Scaffolding and Intelligence Entrepreneurship
What’s the difference between “businessman” and “entrepreneur”? Or between “starting a business” and “doing a startup”? I think these are often cultural/social distinctions. If you’re inspired by the silicon valley style of software and tech business, you probably like the term “entrepreneur”. If you are more traditional, then the word “business” is fine.
There is a simple economic definition of the word “entrepreneur” that I find illuminating. It comes from Jean-Baptiste Say, who was one of the first to theorise the concept. My interpretation of it is as follows:
Economic output refers to goods and services.
Factors of production are the “inputs” that are combined to make economic outputs.
The three factors of production are:
Land (incl. raw materials)
Labour
Capital (i.e. tools, machinery, etc.)
The entrepreneur is the one who combines the factors of production to create economic outputs.
For the recent past, although entrepreneurship has been growing in popularity, the main strategy of talented youth has been to specialise in some domain, or generally be smart, and make the bulk of your money working with that brainpower. The focus has been on being valuable labour, and not on doing entrepreneurship.
AI is becoming a very powerful tool (capital). In the short term, it is boosting the productivity of skilled labour, making the old strategy even more successful. My friends who are “labour” in tech and finance are enjoying the productivity boost of AI tools.
However, soon, AI will become so intelligent that in many cases instead of being capital that boosts the productivity of labour, it will start to act as labour itself. This transition of AI from capital to labour is marked by the current transition of AI from “assistants” to “agents”.
We are presented with an opportunity to “rise up the value chain”. In some industries this is an existential matter because your job is at risk, in others it is a megatrend that you can choose to join.
We have the opportunity to start applying intelligence rather than being intelligence.
Key to applying intelligence is to view yourself not as the person doing the work, but the person orchestrating intelligence so that the work gets done. This was a lot harder in the past: you had to work with human people, who are expensive and require some charisma to motivate. Today you can apply intelligence by orchestrating AI agents from your bedroom.
Scaffolding is the activity of creating processes that use LLMs in such a way that gets them to act more intelligently than the LLM could all by itself.

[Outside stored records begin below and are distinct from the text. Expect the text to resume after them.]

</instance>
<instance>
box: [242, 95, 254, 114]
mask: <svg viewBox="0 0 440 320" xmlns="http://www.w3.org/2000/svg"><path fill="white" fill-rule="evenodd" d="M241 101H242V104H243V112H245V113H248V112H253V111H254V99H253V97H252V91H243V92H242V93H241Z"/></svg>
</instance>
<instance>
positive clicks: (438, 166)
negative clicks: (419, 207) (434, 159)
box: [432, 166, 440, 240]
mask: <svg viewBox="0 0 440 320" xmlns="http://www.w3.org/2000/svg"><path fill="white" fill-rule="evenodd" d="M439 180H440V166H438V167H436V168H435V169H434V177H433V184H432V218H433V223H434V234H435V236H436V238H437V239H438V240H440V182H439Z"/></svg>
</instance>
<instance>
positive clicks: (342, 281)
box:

A simple example of scaffolding is called RAG: Retrieval Augmented Generation. When ChatGPT first launched, it would hallucinate a lot. This is not surprising as it was brave enough to answer any question about anything even though it only had about a terabyte of total memory. There were unsurprisingly some things it didn’t know, so it just made them up. RAG fixed this problem and made the GPT model act “more intelligently”. In RAG, you first perform a websearch based on the user’s prompt and then you let ChatGPT answer the question with all the search results in its context window. This combines the better accuracy of document search with ChatGPT’s ability to navigate language reasoning tasks.
Other successful scaffolding ideas are:
- chain of thought prompting, where the model reasons by “thinking out loud” before responding to the prompt
- deep research, which is a process that the model follows to do a thorough literature review
- LLM tool calls, where the agent has access to APIs and tools like calculators or programming environments to help it think
Scaffolding is like building a workflow for your employees to follow to ensure that standards are maintained. In fact, organisations can also be seen in this way: creating processes that lead to better outputs than what any individual person in the organisation could have created by themselves.
Most realistic businesses will probably scaffold AI into human organisations.
Beyond scaffolding to make more intelligent AI agents, one will also need to find a customer, and embed this intelligence into their personal/business processes to deliver some outcomes for them.
I think we are in a golden era of intelligence entrepreneurship - where intelligence is becoming free, and the goal is to find ways to orchestrate and apply this intelligence.